Location: N59° 27` 1.88", E24° 44` 33.2" | Website: patarei.org/en/
Patarei, officially named as Defence Barracks, was built by the order of Russian Emperor Nicholas I as a fortress on the northern coast near Tallinn. The fortification complex was completed in 1840, but due to the changed warfare strategy it was never used in the wars. Until the collapse of the Tsarist Empire, Patarei was used as barracks. From 1920 to 2002 there was a prison in Patarei during various regimes. Since 13th May, 1997, the main part of the complex has been a cultural monument of the Republic of Estonia. Today Patarei is managed by the state and the complex is now a Prison Museum. Regrettably, it is not possible to visit Patarei since autumn, 2016.
In 1920 the Central prison was opened, where the hardened criminals and political dissenters were housed.

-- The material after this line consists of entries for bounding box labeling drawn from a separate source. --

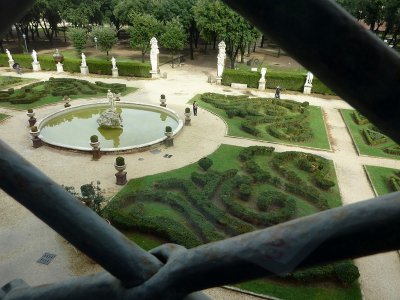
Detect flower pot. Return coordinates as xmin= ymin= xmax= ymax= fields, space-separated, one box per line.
xmin=90 ymin=142 xmax=100 ymax=150
xmin=114 ymin=164 xmax=126 ymax=172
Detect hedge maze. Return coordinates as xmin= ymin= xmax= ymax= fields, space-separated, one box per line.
xmin=103 ymin=146 xmax=358 ymax=290
xmin=200 ymin=93 xmax=329 ymax=148
xmin=341 ymin=110 xmax=400 ymax=158
xmin=0 ymin=77 xmax=126 ymax=105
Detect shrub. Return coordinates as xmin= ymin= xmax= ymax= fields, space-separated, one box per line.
xmin=198 ymin=157 xmax=213 ymax=171
xmin=115 ymin=156 xmax=125 ymax=166
xmin=334 ymin=261 xmax=360 ymax=286
xmin=90 ymin=134 xmax=99 ymax=143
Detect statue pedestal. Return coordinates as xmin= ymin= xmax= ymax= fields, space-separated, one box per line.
xmin=150 ymin=70 xmax=160 ymax=78
xmin=303 ymin=83 xmax=312 ymax=95
xmin=56 ymin=62 xmax=64 ymax=73
xmin=165 ymin=137 xmax=174 ymax=147
xmin=28 ymin=117 xmax=36 ymax=127
xmin=258 ymin=80 xmax=267 ymax=91
xmin=111 ymin=68 xmax=119 ymax=77
xmin=115 ymin=171 xmax=127 ymax=185
xmin=32 ymin=137 xmax=43 ymax=148
xmin=32 ymin=62 xmax=42 ymax=72
xmin=92 ymin=148 xmax=101 ymax=160
xmin=81 ymin=66 xmax=89 ymax=75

In 1932, the 2nd part of the prison was established with 48 single cells. There were kept life-sentenced prisoners. In 1944, the Jewish people, deported from France to East Europe, were imprisoned there. Some of them were executed near Tallinn.
In Estonia, the last execution took place on 21st September 1991. Although people were sentenced to death after 1991, the verdict was not carried out. The death penalty was completely abolished in Estonia in 1998 and replaced with life imprisonment.
At the end of 2002, the prison was officially closed after 82 years of activity. In the same year, new prison was opened in Tartu and the prisoners were moved into better and modern conditions. The hospital and some more departments worked in Patarei until 2005.